En paralelo al alquiler del local también nos dedicábamos a cuestiones más creativas, como conformar la primera lista de libros para tener a la venta y elegir el nombre de la librería. Como nuestro presupuesto era acotado, elaboramos el primer pedido de libros con sumo cuidado, intentando incluir una mezcla de clásicos, best sellers y contemporáneos, con énfasis en la literatura para adultos pero también con algunos títulos para chicos.

El tema del nombre no era menor. Queríamos alguna palabra que remitiera al idioma español, pero que a la vez fuera fácilmente identificable por los daneses. Sabíamos que la segunda palabra sería “boghandel” (librería en danés), pero dudábamos sobre la primera. En esos días de lluvia de ideas surgieron potenciales nombres como “Siesta Boghandel”, “El Aleph Boghandel”, “Borges Boghandel” y algunos otros que ya no recuerdo. Finalmente se impuso “Cervantes Boghandel”, por su universalidad y asociación inmediata con el idioma español. En cuanto al logo, lo hizo una diseñadora brasileña que encontró Bruno, utilizando como elemento principal uno de los molinos del Quijote y una tipografía de estilo medieval.

Lo que siguió fue un nada emocionante proceso de abrir cuentas bancarias, firmar contratos, hacer acuerdos con proveedores, contratar seguros, comprar desde estanterías y un mostrador hasta plantas y sillones de segunda mano, encargar bolsas y señaladores personalizados, registrar el negocio en el sistema impositivo danés y otras innumerables cuestiones que no vale la pena detallar.

Lo más interesante de esta etapa fue conocer a Guillermo, un editor colombiano de literatura hispanoamericana en danés, que se convirtió en nuestro primer proveedor “directo”, es decir que nos consignaba los libros en vez de tener que comprárselos.

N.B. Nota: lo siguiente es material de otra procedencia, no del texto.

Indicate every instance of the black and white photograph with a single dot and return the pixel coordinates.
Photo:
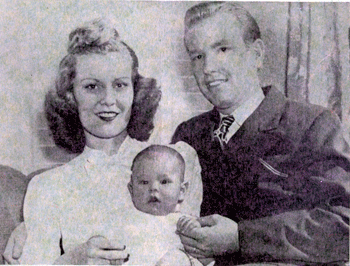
(174, 133)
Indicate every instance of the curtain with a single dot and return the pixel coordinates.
(317, 65)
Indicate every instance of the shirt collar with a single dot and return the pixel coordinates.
(247, 108)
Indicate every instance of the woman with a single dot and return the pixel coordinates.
(102, 108)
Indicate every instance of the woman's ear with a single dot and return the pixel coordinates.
(130, 188)
(70, 97)
(259, 50)
(183, 190)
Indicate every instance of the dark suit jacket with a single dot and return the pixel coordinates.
(283, 177)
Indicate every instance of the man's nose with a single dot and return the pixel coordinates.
(109, 97)
(210, 64)
(154, 186)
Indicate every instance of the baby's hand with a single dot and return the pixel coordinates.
(186, 224)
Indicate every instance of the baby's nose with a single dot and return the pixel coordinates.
(154, 186)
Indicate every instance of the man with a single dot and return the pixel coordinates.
(275, 172)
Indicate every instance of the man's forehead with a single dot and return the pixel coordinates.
(221, 27)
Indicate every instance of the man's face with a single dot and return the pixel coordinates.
(156, 186)
(224, 67)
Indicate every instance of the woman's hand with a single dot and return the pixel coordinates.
(102, 251)
(216, 236)
(15, 244)
(97, 250)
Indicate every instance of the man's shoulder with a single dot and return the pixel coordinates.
(199, 120)
(193, 127)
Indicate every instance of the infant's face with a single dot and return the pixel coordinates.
(156, 184)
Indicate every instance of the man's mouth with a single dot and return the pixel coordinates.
(215, 83)
(107, 116)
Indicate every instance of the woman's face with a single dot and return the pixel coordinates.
(104, 93)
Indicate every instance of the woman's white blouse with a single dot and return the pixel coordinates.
(89, 196)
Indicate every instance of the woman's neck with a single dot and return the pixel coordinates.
(110, 146)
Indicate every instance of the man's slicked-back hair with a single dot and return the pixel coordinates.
(249, 26)
(154, 150)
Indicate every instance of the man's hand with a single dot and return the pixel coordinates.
(15, 244)
(216, 236)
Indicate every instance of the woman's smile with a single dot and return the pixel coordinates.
(107, 116)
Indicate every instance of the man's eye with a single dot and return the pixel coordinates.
(197, 57)
(120, 85)
(164, 182)
(91, 87)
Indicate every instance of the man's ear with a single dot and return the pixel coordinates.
(130, 188)
(183, 190)
(259, 50)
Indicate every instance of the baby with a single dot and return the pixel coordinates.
(157, 187)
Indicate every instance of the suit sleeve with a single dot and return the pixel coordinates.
(318, 233)
(193, 198)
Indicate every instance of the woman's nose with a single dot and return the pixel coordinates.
(109, 97)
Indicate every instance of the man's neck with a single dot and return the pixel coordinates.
(255, 92)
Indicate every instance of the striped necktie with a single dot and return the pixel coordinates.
(221, 132)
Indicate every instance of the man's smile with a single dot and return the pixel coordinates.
(107, 116)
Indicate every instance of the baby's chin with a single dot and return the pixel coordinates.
(154, 210)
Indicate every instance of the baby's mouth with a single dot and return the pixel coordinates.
(153, 199)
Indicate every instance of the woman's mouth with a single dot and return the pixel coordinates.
(107, 116)
(215, 83)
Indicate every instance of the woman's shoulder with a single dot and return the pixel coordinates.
(184, 149)
(55, 175)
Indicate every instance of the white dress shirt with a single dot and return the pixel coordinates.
(242, 113)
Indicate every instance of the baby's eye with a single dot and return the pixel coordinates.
(120, 85)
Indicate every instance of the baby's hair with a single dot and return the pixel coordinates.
(153, 150)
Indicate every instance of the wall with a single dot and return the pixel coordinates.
(33, 38)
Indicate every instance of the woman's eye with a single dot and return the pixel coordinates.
(120, 85)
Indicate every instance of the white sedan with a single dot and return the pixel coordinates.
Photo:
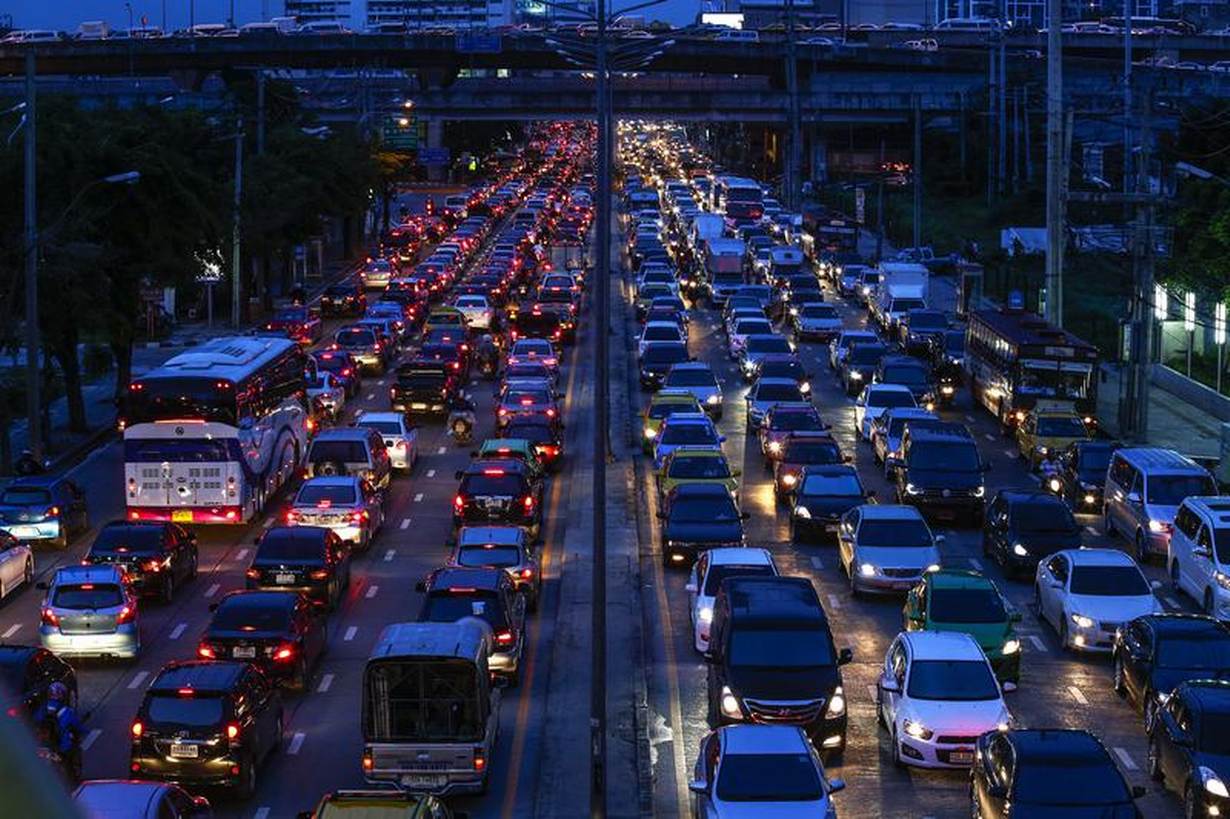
(401, 438)
(707, 573)
(937, 695)
(877, 399)
(1086, 594)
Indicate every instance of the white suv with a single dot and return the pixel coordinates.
(1199, 552)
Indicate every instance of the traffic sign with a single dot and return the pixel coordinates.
(469, 43)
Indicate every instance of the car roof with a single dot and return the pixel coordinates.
(942, 646)
(763, 739)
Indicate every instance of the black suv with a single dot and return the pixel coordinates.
(311, 560)
(206, 723)
(1026, 525)
(771, 659)
(423, 387)
(158, 557)
(498, 491)
(940, 471)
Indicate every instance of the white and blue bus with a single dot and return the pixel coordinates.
(212, 434)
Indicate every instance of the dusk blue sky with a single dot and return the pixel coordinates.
(67, 14)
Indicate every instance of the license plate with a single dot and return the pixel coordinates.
(185, 750)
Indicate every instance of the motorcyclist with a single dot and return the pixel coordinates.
(64, 729)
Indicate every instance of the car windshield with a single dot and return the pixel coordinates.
(1062, 427)
(720, 572)
(1208, 649)
(691, 378)
(1108, 581)
(325, 494)
(832, 486)
(1170, 490)
(1070, 781)
(967, 605)
(952, 680)
(26, 496)
(490, 555)
(689, 434)
(779, 392)
(956, 456)
(197, 711)
(909, 533)
(699, 467)
(707, 509)
(1043, 518)
(87, 595)
(768, 777)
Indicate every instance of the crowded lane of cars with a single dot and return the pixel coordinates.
(940, 604)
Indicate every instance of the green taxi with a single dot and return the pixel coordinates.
(968, 601)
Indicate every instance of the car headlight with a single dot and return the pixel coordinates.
(916, 729)
(837, 704)
(1213, 783)
(731, 704)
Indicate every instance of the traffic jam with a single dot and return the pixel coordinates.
(333, 534)
(896, 568)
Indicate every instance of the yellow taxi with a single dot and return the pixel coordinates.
(1046, 432)
(663, 403)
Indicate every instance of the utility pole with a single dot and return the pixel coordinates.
(1054, 161)
(33, 336)
(236, 276)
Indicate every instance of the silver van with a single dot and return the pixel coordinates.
(1144, 486)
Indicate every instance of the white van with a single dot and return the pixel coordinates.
(1144, 487)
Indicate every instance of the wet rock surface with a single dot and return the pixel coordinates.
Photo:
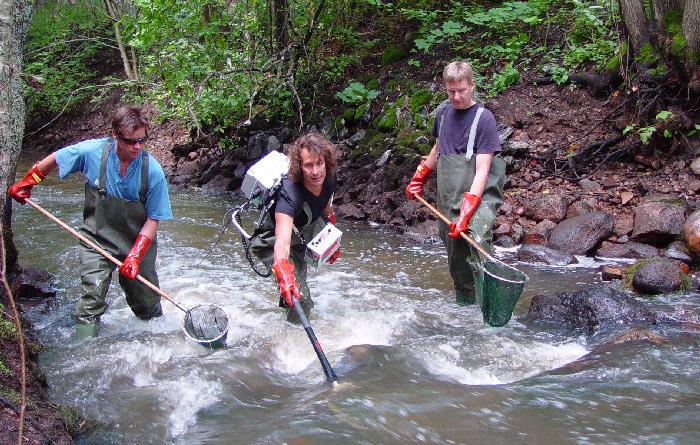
(657, 276)
(589, 309)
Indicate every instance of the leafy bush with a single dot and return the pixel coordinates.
(356, 94)
(63, 42)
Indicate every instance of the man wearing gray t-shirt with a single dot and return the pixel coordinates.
(470, 178)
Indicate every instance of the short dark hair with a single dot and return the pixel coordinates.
(128, 120)
(318, 146)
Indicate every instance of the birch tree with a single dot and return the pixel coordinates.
(14, 20)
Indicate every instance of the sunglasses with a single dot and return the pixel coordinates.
(133, 141)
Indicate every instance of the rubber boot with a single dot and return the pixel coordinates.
(86, 330)
(464, 297)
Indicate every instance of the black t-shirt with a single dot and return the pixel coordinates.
(292, 197)
(455, 130)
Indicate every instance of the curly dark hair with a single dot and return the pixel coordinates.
(318, 146)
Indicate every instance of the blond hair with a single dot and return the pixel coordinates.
(457, 71)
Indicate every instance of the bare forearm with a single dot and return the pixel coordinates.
(48, 164)
(283, 236)
(431, 160)
(149, 228)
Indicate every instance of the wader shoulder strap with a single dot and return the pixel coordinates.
(101, 189)
(144, 175)
(472, 134)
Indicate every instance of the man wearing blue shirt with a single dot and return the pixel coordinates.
(126, 196)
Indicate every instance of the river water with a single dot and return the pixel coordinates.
(413, 366)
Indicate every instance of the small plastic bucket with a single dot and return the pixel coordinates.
(207, 324)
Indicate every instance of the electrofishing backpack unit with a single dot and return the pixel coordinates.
(261, 186)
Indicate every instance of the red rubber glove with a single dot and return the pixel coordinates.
(333, 258)
(419, 178)
(22, 189)
(130, 266)
(469, 204)
(284, 274)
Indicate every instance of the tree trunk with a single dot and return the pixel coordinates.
(691, 28)
(14, 20)
(635, 22)
(661, 7)
(116, 9)
(281, 11)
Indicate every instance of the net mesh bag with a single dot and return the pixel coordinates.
(206, 323)
(502, 286)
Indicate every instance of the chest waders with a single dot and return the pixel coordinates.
(113, 223)
(455, 174)
(263, 247)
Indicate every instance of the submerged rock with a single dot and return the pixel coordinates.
(581, 234)
(589, 309)
(657, 276)
(533, 253)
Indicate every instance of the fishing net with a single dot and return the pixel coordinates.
(207, 324)
(502, 286)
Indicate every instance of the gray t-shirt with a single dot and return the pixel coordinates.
(453, 135)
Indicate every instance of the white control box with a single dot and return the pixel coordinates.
(324, 244)
(262, 175)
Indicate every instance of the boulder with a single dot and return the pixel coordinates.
(626, 250)
(658, 221)
(677, 250)
(552, 207)
(691, 232)
(657, 276)
(533, 253)
(581, 234)
(578, 208)
(504, 241)
(609, 273)
(589, 309)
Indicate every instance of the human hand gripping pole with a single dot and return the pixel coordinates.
(197, 321)
(130, 266)
(284, 275)
(289, 289)
(333, 258)
(419, 178)
(470, 202)
(22, 189)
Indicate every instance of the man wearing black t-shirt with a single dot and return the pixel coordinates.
(304, 200)
(469, 177)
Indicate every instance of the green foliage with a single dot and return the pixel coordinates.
(503, 79)
(646, 133)
(391, 54)
(4, 370)
(418, 99)
(356, 93)
(63, 43)
(7, 328)
(387, 121)
(695, 130)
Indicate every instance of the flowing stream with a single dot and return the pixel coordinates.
(414, 367)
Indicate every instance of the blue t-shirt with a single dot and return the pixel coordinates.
(453, 135)
(85, 157)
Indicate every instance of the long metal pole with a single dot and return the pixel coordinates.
(330, 374)
(466, 237)
(100, 250)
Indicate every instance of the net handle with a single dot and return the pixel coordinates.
(466, 237)
(100, 250)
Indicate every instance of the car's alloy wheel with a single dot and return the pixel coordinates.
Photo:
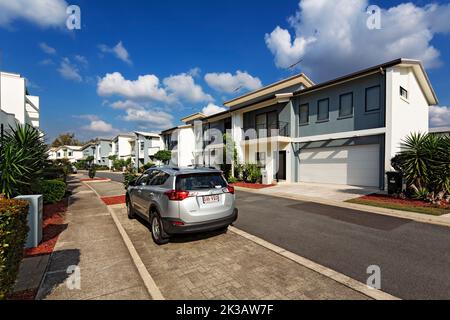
(157, 231)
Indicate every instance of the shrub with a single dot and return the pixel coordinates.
(252, 173)
(92, 172)
(23, 155)
(128, 177)
(13, 234)
(52, 190)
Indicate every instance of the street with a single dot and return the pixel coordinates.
(414, 258)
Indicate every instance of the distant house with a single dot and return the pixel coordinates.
(16, 105)
(440, 131)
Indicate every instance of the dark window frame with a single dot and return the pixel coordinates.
(318, 110)
(340, 105)
(379, 98)
(300, 112)
(403, 90)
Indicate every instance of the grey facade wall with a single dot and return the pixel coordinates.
(360, 120)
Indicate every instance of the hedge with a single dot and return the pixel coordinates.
(13, 235)
(53, 190)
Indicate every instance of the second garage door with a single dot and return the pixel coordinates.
(351, 165)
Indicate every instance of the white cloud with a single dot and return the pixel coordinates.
(145, 87)
(183, 86)
(175, 88)
(439, 116)
(96, 124)
(45, 13)
(144, 115)
(226, 82)
(81, 60)
(69, 71)
(118, 50)
(332, 37)
(211, 109)
(47, 49)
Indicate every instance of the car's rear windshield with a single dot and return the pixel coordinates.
(200, 181)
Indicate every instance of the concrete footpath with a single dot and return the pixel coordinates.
(220, 265)
(90, 260)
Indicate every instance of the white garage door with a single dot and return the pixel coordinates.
(351, 165)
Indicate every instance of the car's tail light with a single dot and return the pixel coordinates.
(177, 195)
(230, 189)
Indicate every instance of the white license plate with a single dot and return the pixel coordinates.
(210, 199)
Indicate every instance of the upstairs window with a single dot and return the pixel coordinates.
(346, 104)
(373, 98)
(323, 108)
(403, 93)
(304, 113)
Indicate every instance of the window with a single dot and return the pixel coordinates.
(304, 113)
(159, 179)
(404, 93)
(200, 181)
(323, 109)
(261, 159)
(346, 104)
(373, 98)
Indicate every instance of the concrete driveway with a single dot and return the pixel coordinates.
(317, 190)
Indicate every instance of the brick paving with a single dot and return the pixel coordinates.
(226, 266)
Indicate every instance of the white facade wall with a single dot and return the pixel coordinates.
(14, 100)
(403, 116)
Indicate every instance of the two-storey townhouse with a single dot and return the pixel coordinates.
(16, 104)
(343, 131)
(71, 153)
(146, 145)
(123, 146)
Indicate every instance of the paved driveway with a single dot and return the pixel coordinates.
(414, 258)
(317, 190)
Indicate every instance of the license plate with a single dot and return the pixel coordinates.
(210, 199)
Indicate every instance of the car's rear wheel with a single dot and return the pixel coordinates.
(130, 210)
(157, 231)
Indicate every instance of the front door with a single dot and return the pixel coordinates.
(281, 175)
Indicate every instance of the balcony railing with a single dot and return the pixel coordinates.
(280, 129)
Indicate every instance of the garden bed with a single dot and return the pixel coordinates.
(94, 179)
(390, 202)
(251, 185)
(53, 225)
(109, 201)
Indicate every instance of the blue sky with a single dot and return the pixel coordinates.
(194, 54)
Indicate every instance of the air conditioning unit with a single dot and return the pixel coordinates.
(35, 217)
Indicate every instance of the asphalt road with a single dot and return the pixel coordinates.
(414, 258)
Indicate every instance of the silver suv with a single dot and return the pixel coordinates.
(178, 200)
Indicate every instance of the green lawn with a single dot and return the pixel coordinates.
(435, 211)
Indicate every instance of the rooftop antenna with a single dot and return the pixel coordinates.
(292, 66)
(238, 88)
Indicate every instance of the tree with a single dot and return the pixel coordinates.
(163, 155)
(66, 139)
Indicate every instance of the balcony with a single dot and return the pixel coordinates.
(280, 129)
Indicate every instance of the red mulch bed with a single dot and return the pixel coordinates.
(53, 226)
(23, 295)
(251, 185)
(94, 179)
(390, 199)
(109, 201)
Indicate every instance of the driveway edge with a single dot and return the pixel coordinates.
(327, 272)
(418, 217)
(149, 283)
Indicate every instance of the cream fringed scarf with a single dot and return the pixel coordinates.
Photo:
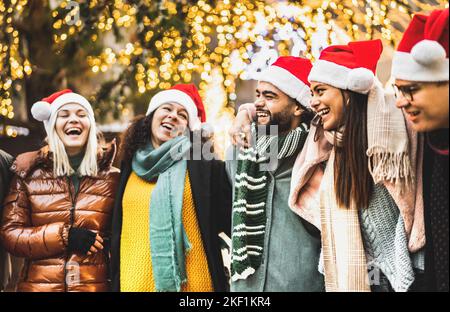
(344, 258)
(387, 139)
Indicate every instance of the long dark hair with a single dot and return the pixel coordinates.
(352, 180)
(138, 134)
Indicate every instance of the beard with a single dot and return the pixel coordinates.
(282, 120)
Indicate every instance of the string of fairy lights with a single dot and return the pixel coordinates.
(168, 42)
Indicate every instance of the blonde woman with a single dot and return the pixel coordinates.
(57, 213)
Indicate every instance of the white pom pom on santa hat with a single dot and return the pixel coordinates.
(428, 52)
(41, 111)
(360, 80)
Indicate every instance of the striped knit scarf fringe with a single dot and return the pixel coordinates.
(249, 205)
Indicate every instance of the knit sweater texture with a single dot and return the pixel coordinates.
(385, 241)
(136, 265)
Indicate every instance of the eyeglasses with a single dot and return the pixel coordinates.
(407, 91)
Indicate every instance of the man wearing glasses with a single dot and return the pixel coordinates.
(421, 69)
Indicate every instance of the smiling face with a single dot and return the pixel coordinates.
(73, 126)
(273, 107)
(428, 109)
(328, 102)
(169, 121)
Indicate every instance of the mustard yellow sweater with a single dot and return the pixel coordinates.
(135, 257)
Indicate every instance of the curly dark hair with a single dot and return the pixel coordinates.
(138, 134)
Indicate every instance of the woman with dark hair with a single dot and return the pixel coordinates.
(353, 180)
(169, 209)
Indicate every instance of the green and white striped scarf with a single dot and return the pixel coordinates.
(249, 205)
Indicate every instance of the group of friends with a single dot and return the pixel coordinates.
(349, 194)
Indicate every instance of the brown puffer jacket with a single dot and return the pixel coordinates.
(36, 210)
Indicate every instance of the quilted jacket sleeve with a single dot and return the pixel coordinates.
(18, 235)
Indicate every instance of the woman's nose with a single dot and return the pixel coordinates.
(259, 103)
(315, 103)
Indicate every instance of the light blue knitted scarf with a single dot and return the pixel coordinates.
(168, 239)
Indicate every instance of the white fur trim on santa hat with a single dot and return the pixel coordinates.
(405, 67)
(428, 52)
(179, 97)
(359, 80)
(287, 83)
(69, 98)
(41, 111)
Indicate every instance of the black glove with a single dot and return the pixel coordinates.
(80, 240)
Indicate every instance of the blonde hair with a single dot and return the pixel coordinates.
(61, 164)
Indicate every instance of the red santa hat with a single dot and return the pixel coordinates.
(186, 95)
(290, 75)
(45, 110)
(348, 67)
(422, 54)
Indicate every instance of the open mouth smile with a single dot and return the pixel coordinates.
(73, 131)
(323, 112)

La primera impresión que tuve de Guillermo, luego de hablar media hora con él por teléfono, fue que era un hombre directo y elocuente.

—No sé si podemos llegar a un acuerdo —me dijo—. Yo a ustedes no los conozco y ya trabajé con un montón de librerías a las que les presté libros y nunca me pagaron.

Una sinceridad que en ese momento nos chocó un poco, pero que con el paso del tiempo aprenderíamos a apreciar. Honra decir que, pese a sus dudas iniciales, los libros de Guillermo fueron los primeros que aparecieron en las estanterías de Cervantes Boghandel.

Para que esta historia no se haga eterna, voy a hacer una elipsis hasta el día de la apertura oficial, un caluroso viernes de verano en Copenhague. Celebramos por todo lo alto, con muchos globos, champagne, distintos bocadillos argentinos y brasileños y, por supuesto, libros, cuya entrega se atrasó y llegaron recién el día anterior a la inauguración. En esa primera tarde pasaron por la librería más de cien personas de distintas nacionalidades, desde amigos y conocidos hasta representantes consulares de algunos países, además de influencers, otros latinos con emprendimientos en Dinamarca y simples curiosos que entraban por el champagne y las empanadas gratis.

Un verdadero éxito, que sirvió a la vez como punto de partida pero también como cierre de esa primera etapa, la que en menos de seis meses transformó aquella idea esbozada en una plaza de Roskilde en una realidad emplazada en el centro de Copenhague.